RancherOS on VMWare failing to successfully provision a cluster

Since the upgrade to Rancher v2.1.1, I have been unable to successfully deploy a cluster on the first attempt.

Each time, the node VM’s that get brought up may or may not get an IP address via DHCP. A reboot of the server doesn’t help. You have power down and back up the server to get an IP.

Even if they do get an IP, Rancher doesn’t successfully deploy everything to the nodes, leaving the cluster down.

Seeing errors such as: [network] Host [10.85.175.29] is not able to connect to the following ports: [10.85.175.36:2379]. Please check network policies and firewall rules

Or when looking at the Etcd logs:
rafthttp: request cluster ID mismatch (got c8ba020dc536a627 want 6d31c0a3ea602366)

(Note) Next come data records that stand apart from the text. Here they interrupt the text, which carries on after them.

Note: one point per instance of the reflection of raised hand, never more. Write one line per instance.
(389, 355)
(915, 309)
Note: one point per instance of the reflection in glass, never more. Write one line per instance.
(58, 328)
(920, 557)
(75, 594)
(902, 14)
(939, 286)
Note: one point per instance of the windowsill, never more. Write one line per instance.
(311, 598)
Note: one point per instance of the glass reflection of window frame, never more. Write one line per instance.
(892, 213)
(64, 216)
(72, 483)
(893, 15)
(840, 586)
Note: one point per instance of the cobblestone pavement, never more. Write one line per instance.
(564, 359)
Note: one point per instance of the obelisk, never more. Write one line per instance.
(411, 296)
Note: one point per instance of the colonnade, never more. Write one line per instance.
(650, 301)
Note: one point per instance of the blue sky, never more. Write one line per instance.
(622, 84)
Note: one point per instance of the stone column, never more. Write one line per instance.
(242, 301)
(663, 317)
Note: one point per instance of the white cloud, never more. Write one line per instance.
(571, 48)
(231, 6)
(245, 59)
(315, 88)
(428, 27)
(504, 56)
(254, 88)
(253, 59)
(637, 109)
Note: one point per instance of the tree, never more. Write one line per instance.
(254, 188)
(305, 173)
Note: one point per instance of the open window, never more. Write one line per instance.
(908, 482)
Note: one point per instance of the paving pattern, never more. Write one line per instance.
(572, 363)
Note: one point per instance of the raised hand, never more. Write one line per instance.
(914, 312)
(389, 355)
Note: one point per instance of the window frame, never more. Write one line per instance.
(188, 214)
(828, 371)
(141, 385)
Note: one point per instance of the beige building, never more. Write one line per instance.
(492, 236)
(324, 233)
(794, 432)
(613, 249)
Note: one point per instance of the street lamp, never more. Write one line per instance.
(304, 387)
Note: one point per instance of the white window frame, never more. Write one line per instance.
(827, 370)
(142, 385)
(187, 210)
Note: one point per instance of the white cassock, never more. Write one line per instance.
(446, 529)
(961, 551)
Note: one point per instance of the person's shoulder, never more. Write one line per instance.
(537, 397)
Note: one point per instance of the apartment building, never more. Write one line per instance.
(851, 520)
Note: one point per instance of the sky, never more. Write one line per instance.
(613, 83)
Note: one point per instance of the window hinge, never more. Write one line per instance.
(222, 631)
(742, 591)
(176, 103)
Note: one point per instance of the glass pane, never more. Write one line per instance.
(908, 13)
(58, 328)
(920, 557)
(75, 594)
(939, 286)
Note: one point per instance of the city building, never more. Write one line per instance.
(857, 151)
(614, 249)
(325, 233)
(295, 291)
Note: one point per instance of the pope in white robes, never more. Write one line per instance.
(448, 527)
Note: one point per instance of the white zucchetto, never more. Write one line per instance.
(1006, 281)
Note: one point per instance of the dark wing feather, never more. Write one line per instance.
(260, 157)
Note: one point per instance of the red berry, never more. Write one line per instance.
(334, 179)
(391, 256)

Shouldn’t have a cluster ID mismatch when these are brand new VM’s created by Rancher’s cluster creation process using Rancher OS.

Rancher Agent logs:
Failed to connect to proxy. web socket bad handshake

Error: failed to start containers: Kubelet

  • sleep 2
  • docker start Kubelet
    Error: response from daemon: {“message”:“No such container: kubelet”}

It’s all been wildly inconsistent and leaving me unable to bring up new clusters.

In the machines that don’t get DHCP IP, when looking at them, they also don’t have a physical network adapter (eth0) at all, even though vSphere shows it’s connected and active.

Interesting…all my new K8S nodes I’m brining up are registering their hostname in DNS as rancher.internal.mydomain.com, which happens to be the name of my rancher server itself.

RancherOS starts with the default hostname rancher if the user does not set the hostname parameter or does not add the DHCP parameter like this force_hostname=true. I think you can try add this params to your RancherOS node:

#cloud-config
hostname: xxx